Research statement

During my career, I developed rather diverse research interests in both theoretical statistics and probability. In particular there are four major areas in which I have made multiple contributions: generalized fiducial inference, methodology and theory for SiZer, analytical probability and application to engineering and finance. Currently I am also developing a new research interest in biological applications. I will now describe my contributions and future plans by area.


Generalized Fiducial Inference and related topics
funded by NSF grants DMS 1007520, DMS 0707037 and DMS 1512945)

A large percentage of my current effort is concerned with studying theoretical properties of generalized fiducial inference. R. A.Fisher's fiducial inference has been the subject of many discussions and controversies ever since he introduced the idea during the 1930s. The idea experienced a bumpy ride, to say the least, during its early years and one can safely say that it eventually fell into disfavor among mainstream statisticians. However, it appears to have made a resurgence recently under various labels such as generalized inference, confidence distributions, Dempster-Shafer calculus and its derivatives. In these new guises fiducial inference has proved to be a useful tool for deriving statistical procedures for problems where frequentist methods with good properties were previously unavailable.

The aim of my work is to revisit the fiducial idea of Fisher from a fresh new angle. I do not attempt to derive a new paradox free theory of fiducial inference as I do not believe this is possible. Instead, with minimal assumptions I present a new simple fiducial recipe that can be applied to conduct statistical inference via the construction of generalized fiducial distributions. This recipe is designed to be fairly easily implementable in various practical applications, and can be applied regardless of the dimension of the parameter space, e.g., including nonparametric problems. I term the resulting inference generalized fiducial inference (GFI). A reader interested in learning more about generalized fiducial inference can consult our review article.

From the very beginning our work has been motivated by important applications in areas such as pharmaceutical statistics and metrology. Jointly with several of my students and collaborators at other institutions we applied the generalized fiducial methodology to important applied problems with a great success. In addition to methodological research I have also analyzed mathematical properties of generalized fiducial distribution proving that generalized fiducial distribution often gives rise to statistical procedures that have good statistical properties asymptotically. Fiducial based statistical procedures are also very competitive for small samples. This is shown by mounting evidence from several simulation studies giving practitioners an exciting new data analysis tool.

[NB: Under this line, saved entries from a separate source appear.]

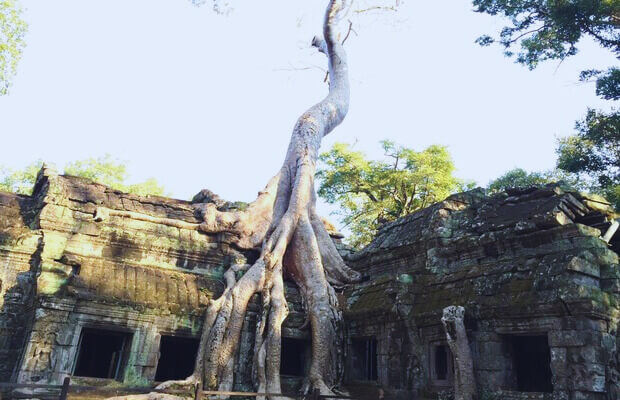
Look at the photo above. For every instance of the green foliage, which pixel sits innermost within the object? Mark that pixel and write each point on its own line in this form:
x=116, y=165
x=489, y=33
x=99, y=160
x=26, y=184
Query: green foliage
x=12, y=31
x=371, y=193
x=21, y=181
x=550, y=29
x=594, y=152
x=519, y=177
x=607, y=82
x=104, y=170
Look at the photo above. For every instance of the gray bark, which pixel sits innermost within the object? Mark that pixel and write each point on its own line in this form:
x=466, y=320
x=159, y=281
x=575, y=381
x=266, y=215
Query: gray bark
x=293, y=241
x=464, y=380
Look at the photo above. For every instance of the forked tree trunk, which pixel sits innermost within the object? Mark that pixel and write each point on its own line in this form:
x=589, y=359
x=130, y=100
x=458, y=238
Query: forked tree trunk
x=294, y=242
x=464, y=381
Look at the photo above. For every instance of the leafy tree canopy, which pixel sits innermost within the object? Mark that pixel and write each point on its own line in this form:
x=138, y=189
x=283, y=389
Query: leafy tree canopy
x=519, y=177
x=550, y=29
x=594, y=153
x=12, y=31
x=371, y=193
x=104, y=170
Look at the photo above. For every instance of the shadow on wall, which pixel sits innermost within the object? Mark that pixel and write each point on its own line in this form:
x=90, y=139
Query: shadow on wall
x=18, y=282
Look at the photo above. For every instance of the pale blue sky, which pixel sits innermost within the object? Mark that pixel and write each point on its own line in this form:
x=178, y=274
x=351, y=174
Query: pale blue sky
x=200, y=100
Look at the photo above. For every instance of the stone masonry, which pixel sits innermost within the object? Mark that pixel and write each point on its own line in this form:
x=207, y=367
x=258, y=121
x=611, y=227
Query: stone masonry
x=539, y=285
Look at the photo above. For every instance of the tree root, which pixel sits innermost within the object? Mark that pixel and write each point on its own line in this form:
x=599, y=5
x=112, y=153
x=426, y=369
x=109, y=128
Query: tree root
x=294, y=243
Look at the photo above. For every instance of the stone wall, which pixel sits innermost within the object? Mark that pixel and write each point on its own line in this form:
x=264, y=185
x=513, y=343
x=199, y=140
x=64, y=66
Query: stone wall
x=526, y=264
x=79, y=256
x=529, y=266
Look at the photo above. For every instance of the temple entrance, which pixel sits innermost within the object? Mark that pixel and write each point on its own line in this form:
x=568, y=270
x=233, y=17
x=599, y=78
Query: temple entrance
x=102, y=354
x=363, y=364
x=177, y=356
x=294, y=357
x=531, y=363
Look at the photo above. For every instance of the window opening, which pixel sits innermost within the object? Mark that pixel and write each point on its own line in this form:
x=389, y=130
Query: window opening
x=294, y=356
x=177, y=357
x=364, y=359
x=531, y=358
x=441, y=362
x=102, y=354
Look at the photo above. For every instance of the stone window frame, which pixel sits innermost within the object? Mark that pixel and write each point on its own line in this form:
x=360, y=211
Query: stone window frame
x=364, y=337
x=97, y=326
x=449, y=381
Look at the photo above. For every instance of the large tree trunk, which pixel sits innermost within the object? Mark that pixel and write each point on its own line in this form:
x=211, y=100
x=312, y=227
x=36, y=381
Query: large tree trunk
x=294, y=243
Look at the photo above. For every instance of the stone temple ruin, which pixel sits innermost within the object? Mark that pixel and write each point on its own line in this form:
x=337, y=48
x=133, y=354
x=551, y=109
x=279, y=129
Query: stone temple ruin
x=111, y=289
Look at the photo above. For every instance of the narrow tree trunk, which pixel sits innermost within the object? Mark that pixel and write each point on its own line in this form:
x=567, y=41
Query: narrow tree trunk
x=464, y=380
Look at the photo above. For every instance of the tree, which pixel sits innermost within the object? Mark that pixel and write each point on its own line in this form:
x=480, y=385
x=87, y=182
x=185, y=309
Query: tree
x=12, y=31
x=594, y=152
x=371, y=193
x=283, y=223
x=20, y=181
x=519, y=177
x=551, y=29
x=104, y=170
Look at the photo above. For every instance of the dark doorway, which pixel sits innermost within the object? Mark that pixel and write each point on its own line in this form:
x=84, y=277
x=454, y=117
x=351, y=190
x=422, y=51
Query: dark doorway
x=102, y=354
x=177, y=356
x=294, y=356
x=532, y=363
x=441, y=362
x=364, y=359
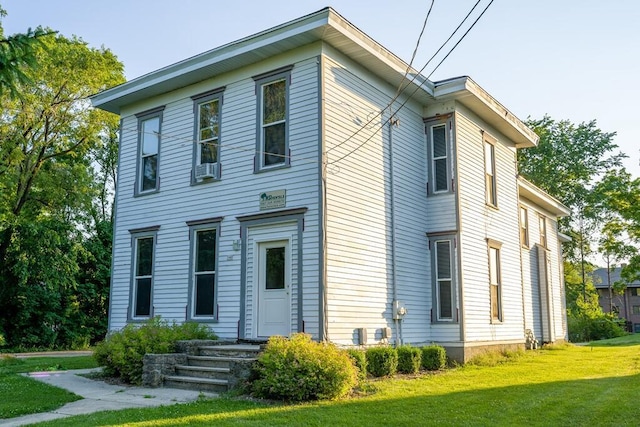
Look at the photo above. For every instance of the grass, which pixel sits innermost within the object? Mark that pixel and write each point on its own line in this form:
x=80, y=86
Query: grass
x=22, y=395
x=561, y=385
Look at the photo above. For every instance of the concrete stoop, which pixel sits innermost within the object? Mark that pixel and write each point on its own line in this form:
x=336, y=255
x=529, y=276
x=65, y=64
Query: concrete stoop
x=205, y=366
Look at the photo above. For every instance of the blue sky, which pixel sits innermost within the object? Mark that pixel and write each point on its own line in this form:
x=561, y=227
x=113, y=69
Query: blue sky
x=571, y=59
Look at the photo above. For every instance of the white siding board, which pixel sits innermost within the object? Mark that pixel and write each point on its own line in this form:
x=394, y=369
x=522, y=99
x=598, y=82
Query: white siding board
x=358, y=204
x=480, y=222
x=235, y=194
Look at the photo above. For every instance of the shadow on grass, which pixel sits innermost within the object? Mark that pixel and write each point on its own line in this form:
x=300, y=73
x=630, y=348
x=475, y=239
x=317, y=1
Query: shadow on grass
x=625, y=341
x=600, y=401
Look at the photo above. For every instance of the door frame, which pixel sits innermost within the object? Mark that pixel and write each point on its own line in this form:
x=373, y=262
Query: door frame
x=257, y=288
x=275, y=219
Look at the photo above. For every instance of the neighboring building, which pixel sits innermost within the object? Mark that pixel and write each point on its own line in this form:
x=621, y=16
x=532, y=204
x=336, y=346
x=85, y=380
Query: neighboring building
x=268, y=187
x=626, y=304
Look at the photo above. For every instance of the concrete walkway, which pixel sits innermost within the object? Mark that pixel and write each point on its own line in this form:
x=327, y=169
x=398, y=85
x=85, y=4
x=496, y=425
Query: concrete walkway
x=100, y=396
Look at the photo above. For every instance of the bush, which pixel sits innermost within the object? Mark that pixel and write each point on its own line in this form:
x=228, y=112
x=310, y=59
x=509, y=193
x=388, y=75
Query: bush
x=121, y=353
x=382, y=361
x=409, y=359
x=299, y=369
x=359, y=359
x=434, y=357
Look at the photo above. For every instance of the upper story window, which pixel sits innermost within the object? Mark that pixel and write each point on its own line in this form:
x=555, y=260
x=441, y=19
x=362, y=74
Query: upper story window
x=491, y=190
x=543, y=230
x=149, y=131
x=524, y=227
x=206, y=156
x=273, y=119
x=439, y=132
x=143, y=260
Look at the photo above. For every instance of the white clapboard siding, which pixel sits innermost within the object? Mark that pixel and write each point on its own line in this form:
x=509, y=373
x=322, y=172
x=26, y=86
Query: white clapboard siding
x=480, y=222
x=235, y=194
x=359, y=243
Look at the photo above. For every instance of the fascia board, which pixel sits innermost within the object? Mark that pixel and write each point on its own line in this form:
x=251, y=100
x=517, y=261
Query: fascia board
x=469, y=93
x=539, y=197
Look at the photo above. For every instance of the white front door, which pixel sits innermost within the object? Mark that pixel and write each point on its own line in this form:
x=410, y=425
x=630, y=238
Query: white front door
x=273, y=285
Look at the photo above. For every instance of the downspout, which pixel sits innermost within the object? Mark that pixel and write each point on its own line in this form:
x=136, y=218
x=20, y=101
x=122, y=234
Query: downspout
x=393, y=121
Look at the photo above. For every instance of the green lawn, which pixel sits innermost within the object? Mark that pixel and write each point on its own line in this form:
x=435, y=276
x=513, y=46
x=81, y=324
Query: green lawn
x=573, y=385
x=21, y=395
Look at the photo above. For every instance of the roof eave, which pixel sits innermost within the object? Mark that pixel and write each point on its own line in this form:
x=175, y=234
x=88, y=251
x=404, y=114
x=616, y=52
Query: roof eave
x=538, y=196
x=470, y=94
x=325, y=25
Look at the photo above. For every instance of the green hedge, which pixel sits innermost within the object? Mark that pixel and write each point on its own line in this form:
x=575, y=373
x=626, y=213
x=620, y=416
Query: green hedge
x=409, y=359
x=299, y=369
x=359, y=359
x=121, y=353
x=434, y=357
x=382, y=361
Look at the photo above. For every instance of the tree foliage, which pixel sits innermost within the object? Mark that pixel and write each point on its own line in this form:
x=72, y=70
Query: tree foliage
x=580, y=165
x=55, y=233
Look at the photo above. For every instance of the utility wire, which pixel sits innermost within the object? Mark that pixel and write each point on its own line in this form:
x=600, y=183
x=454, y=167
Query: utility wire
x=415, y=51
x=417, y=88
x=390, y=104
x=400, y=87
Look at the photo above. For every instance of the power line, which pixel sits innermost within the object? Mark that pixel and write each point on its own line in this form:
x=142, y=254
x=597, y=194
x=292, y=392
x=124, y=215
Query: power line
x=390, y=104
x=418, y=87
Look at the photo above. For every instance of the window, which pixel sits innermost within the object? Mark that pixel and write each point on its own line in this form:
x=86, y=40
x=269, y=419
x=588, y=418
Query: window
x=490, y=173
x=444, y=279
x=439, y=154
x=207, y=135
x=495, y=283
x=273, y=110
x=204, y=249
x=543, y=231
x=524, y=227
x=144, y=241
x=149, y=127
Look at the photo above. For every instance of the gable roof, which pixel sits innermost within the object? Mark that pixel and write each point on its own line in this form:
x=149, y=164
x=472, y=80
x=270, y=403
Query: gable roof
x=328, y=26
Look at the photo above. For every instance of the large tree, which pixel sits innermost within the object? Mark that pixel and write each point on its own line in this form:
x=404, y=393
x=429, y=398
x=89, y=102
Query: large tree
x=17, y=52
x=49, y=136
x=580, y=165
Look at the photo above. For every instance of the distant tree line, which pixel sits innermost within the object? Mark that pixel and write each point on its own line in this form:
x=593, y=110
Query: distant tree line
x=579, y=164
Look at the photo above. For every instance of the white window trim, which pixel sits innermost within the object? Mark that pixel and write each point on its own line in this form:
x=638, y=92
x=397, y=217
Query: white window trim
x=497, y=247
x=491, y=142
x=263, y=80
x=448, y=122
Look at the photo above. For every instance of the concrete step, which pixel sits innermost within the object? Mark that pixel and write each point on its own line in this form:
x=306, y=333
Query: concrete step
x=232, y=350
x=193, y=383
x=202, y=372
x=215, y=361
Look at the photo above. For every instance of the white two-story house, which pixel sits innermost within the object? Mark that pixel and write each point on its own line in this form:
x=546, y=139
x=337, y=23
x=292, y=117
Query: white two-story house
x=277, y=184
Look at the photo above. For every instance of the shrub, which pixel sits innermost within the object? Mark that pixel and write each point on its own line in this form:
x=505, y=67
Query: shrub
x=382, y=361
x=299, y=369
x=409, y=359
x=121, y=353
x=434, y=357
x=359, y=359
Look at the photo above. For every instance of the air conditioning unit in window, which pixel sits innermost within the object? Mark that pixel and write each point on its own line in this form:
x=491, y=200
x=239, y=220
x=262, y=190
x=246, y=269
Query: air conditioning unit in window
x=206, y=170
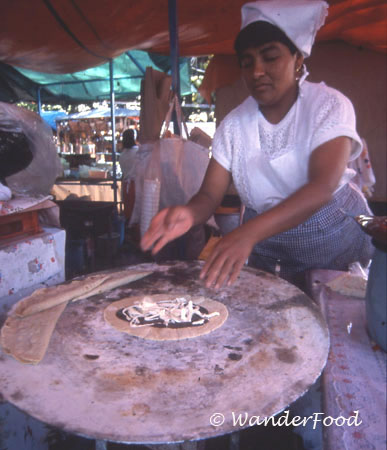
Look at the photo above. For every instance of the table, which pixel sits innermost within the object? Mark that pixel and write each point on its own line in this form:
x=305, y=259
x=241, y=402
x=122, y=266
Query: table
x=96, y=190
x=27, y=262
x=355, y=376
x=101, y=383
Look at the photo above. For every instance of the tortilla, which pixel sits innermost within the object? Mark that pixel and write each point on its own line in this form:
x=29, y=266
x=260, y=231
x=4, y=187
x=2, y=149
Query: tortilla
x=26, y=333
x=166, y=333
x=45, y=298
x=27, y=338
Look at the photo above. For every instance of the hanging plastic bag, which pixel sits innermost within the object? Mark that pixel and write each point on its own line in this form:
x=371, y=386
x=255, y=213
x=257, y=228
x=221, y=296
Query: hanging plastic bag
x=177, y=164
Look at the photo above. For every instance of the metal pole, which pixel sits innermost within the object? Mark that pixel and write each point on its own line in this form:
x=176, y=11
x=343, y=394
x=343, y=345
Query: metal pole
x=39, y=101
x=113, y=120
x=174, y=47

In particular, my contributions naturally cluster into three areas: First, is the definition and theoretical properties of generalized fiducial inference. My initial significant contribution was in a 2006 paper that connected fiducial inference to a new field of generalized inference sparking a number of subsequent publications. The current formal definition of generalized fiducial inference can be found in a 2016 review article that contains a number of useful result and formulas. In a series of publications my students and I have provided proof of Bernstein-von Mises theorems establishing asymptotic correctness of generalized fiducial inference for a large class of parametric models. We are currently in the process of studying higher order asymptotic results and first paper on this topic is being revised. Additionally, my coauthors and I show how generalized fiducial distribution can be used for prediction, connect generalized fiducial distribution with another growing field of confidence distributions, and address computational issues.

Second area of interest is application of generalized fiducial inference to statistical problems of practical interest. For example GFI provides statistical tools for inference in linear mixed models that have properties very favorable compared to other methodologies available in the literature. Other applications include inference for extremes, a novel method for volatility estimation in high frequency financial data, and an application to psychology (item response modeling). Finally, several papers address specific applications in measurement science. Some of these ideas have a direct impact on government policy-making with regard to international inter-laboratory experiments and assessment of measurement capabilities by the U. S. National Institute of Standards and Technology (NIST).
Current applications of interest include the use of fiducial idea in analysis of genetics and RNASeq like data.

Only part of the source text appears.